Abstract 3072: Prevalence of Dyssynchrony in Obese Subjects With No Known Cardiac Disease Using Velocity Vector Imaging
Introduction: Obesity is a risk factor for heart failure. Obesity can lead to heart failure through multiple neurohormonal and mechanical pathophysiological mechanisms. Similar to other causes of heart failure, obesity could affect synchrony of left ventricular (LV) contractile function leading to heart failure. To-date there has been no data assessing intra LV dyssynchrony in obese subjects.

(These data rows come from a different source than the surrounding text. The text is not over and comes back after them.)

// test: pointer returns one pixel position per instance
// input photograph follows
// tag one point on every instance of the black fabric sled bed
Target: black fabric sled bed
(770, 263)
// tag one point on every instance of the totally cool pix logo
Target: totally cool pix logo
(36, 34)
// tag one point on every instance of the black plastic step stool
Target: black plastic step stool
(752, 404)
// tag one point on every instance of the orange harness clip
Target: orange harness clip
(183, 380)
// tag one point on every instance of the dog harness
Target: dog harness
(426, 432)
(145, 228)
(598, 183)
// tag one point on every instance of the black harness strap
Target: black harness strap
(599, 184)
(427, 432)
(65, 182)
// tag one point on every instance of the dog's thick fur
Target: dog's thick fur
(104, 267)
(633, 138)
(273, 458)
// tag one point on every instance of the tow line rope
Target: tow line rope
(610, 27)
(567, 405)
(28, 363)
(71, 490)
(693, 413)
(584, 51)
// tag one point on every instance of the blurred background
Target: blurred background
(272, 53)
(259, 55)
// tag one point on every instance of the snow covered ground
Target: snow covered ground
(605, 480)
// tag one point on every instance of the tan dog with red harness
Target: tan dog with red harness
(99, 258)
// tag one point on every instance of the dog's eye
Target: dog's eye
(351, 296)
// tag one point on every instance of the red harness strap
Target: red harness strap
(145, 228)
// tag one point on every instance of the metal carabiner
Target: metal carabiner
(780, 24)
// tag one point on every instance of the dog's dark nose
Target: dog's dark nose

Aim: We examined the occurrence of intra LV dyssynchrony in obese versus non-obese subjects without any known cardiac disease, using velocity vector imaging (VVI).
Methods: One hundred and twenty consecutive subjects with no known cardiac disease had their echocardiograms analyzed using VVI after excluding those with QRS duration ≥120ms or LV ejection fraction (EF) <55%. Time to peak longitudinal, radial and circumferential velocities and strain were calculated. The study subjects were divided into two groups based on body mass index (BMI):obese (BMI ≥30) and non-obese (BMI <30). A multivariate analysis was performed (SPSS version 10).
Results: The final cohort included 95 patients; 69% females, mean age 55±16 years, mean QRS duration 84±9ms, and mean LVEF 61±8%. Demographic and clinical data were similar between groups. The occurrence of intra left ventricular dyssynchrony was higher in the obese group with 8% having longitudinal (Long) septal to lateral (S-L) wall delay >75ms, 76% having radial (Rad) S-L wall delay >75ms and 25% having circumferential (Circum) maximum (max) opposing wall delay >100ms when compared to non-obese subjects (0%, 36% and 0% respectively).
Conclusions: There was an increased prevalence of dyssynchrony in obese subjects, especially circumferential and radial dyssynchrony. Given that circumferential twist contributes importantly towards left ventricular function, this dyssynchrony may signal a mechanism by which obesity predisposes to development of heart failure.